Não me confundam, é possível encontrar em expressões litúrgicas rudimentares ou em capelas despojadas, mais que um sentido de eterno, o próprio Cristo, claro. Mas sejamos razoáveis: assim que as perseguições acabaram, os primeiros cristãos abraçaram imediatamente a construção das maiores e mais belas catedrais e desenvolveram o que de melhor puderam para louvar o seu Senhor. Para quê continuar a oferecer pão seco ao seu Rei que se fazia presente na Eucaristia, quando podiam agora servir cabrito assado? Mais: para quê perder tempo em explicações a quem não está interessado na verdade, mas no instante mediático?
Ouvimos e lemos queixas gratuitas sobre os investimentos e os dinheiros da Jornada, a palavra “laico” cuspida a torto e a direito. Suspeito, no entanto, que isso seja um fenómeno maioritariamente urbano, onde, entre os que não têm com que se ocupar, o ofício de “activista” floresce, ou artistas que se têm dedicado a tornar Lisboa uma cidade mais feia nos últimos anos aproveitam literalmente o palco para se promoverem, não garantissem os 708 mil euros que, desde 2018, só em contractos por ajuste directo com entidades públicas, têm recebido, plataforma suficiente para se fazerem ver e ouvir. É que não me recordo de ter ouvido as mesmas coisas (talvez o problema seja do meu viés católico, que me colocará mais sensível ao que se passa agora) noutros grandes eventos de culto religioso ocorridos no nosso país, como a Webb Summit ou o Euro 2004: os mesmos inconvenientes para os lisboetas, o mesmo fervor devoto reservado apenas a alguns iluminados, os mesmos orçamentos milionários.
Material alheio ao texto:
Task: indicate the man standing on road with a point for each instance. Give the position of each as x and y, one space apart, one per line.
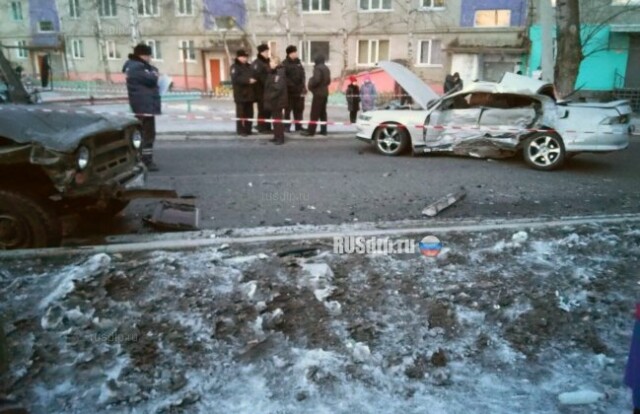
261 71
319 86
243 81
144 98
295 86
A diferença é que, como diria Santo Agostinho, se nuns se procuram prazeres, grandezas e verdades para encontrar dor, confusão e erro, no caso da Jornada Mundial da Juventude a verdadeira alegria, a grandeza que nos arranca da nossa própria mediocridade e a única Verdade, estarão presentes; certamente, um pouco por todo o lado, sobretudo em todas as Missas que forem celebradas.
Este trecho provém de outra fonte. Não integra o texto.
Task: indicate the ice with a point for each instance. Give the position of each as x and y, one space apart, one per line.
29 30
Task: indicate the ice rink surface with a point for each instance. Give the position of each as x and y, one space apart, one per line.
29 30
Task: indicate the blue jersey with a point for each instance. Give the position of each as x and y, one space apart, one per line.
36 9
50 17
Há até, admito, quem se possa sentir arrastado para uma festa da qual não quer participar. Eu próprio algumas vezes manifestei algumas reservas aqui e ali: a confusão de gente, mensagens desconcertantes das autoridades eclesiásticas, a cedência ao novo gnosticismo ambientalista que pretende incutir sentimentos de culpa pelo facto de os peregrinos virem para Lisboa de avião, em vez de louvar um caminho sacrificial para o encontro com Cristo, ou pontos de acolhimento que promovem a divisão do povo de Deus em tribos, como se não fôssemos um só.
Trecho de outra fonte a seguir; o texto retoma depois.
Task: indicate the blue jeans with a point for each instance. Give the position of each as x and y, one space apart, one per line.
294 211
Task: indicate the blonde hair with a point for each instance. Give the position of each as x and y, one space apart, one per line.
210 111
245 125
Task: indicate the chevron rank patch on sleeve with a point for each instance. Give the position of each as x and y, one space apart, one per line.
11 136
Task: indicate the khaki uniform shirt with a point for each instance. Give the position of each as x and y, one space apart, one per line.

Mas penitencio-me: como disse um Pároco sábio que conheço, “[o que está em causa com a Jornada Mundial da Juventude não se trata] de termos, mais ou menos, simpatia por este ou aquele modo de fazer as coisas na Igreja, mas, isso sim, de termos sentido de pertença: somos “para além” das nossas sensibilidades. Somos o “Corpo de Cristo” que quer estar presente na cidade (...), dispormo-nos a incómodos (uma das muitas traduções da caridade...) para oferecermos hospitalidade, desejando que a Igreja mostre na cidade a alegre e segura presença nela do seu Senhor, Cristo Salvador.”